Es ist eine Besonderheit des Werkvertragsrechts in der Bauwirtschaft, dass die Leistungen der Unternehmer nach zwei grundsätzlich verschiedenen Methoden vergütet werden können (Art. 38 bis 57 SIA 118). Die Vergütung kann entweder fest vereinbart werden, sie kann aber auch abhängig vom Aufwand sein, den der Unternehmer treiben muss. Bei der festen Vergütung spricht man im Bauwesen häufig von Akkordarbeiten, bei der aufwandabhängigen von Regiearbeiten.

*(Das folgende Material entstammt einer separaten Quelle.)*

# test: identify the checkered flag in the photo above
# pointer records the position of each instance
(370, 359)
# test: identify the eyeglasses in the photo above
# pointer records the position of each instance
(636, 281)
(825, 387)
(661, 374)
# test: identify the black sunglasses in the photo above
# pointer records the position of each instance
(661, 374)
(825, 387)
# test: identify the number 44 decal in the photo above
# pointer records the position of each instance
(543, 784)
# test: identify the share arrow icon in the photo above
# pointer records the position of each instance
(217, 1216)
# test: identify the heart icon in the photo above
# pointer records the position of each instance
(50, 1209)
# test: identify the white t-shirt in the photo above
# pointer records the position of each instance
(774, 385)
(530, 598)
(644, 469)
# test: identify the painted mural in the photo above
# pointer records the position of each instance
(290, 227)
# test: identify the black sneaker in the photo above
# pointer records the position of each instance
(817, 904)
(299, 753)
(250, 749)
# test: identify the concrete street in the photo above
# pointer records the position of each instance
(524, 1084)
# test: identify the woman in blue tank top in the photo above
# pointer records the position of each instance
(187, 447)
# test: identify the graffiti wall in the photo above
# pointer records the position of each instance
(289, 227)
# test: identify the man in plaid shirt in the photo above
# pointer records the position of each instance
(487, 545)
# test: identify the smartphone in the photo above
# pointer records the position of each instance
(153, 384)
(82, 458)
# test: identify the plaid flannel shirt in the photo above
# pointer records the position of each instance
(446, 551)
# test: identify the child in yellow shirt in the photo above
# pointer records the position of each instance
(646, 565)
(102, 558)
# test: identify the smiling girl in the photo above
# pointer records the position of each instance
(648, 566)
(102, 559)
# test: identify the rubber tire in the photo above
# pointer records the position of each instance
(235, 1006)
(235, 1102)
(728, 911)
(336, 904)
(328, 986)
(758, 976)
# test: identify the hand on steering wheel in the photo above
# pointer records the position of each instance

Beide Methoden der Preisbestimmung sind im Gesetz (OR) geregelt. Auf die feste Vergütung bezieht sich der Artikel 373 OR. Vermutlich nur wenige Praktiker im Baugewerbe wissen, dass auch die Regiearbeiten ihren Ursprung im Gesetz haben, und zwar im Artikel 374 OR: «Ist der Preis zum voraus entweder gar nicht oder nur ungefähr bestimmt worden, so wird er nach Massgabe des Wertes der Arbeit und der Aufwendungen des Unternehmers festgesetzt.»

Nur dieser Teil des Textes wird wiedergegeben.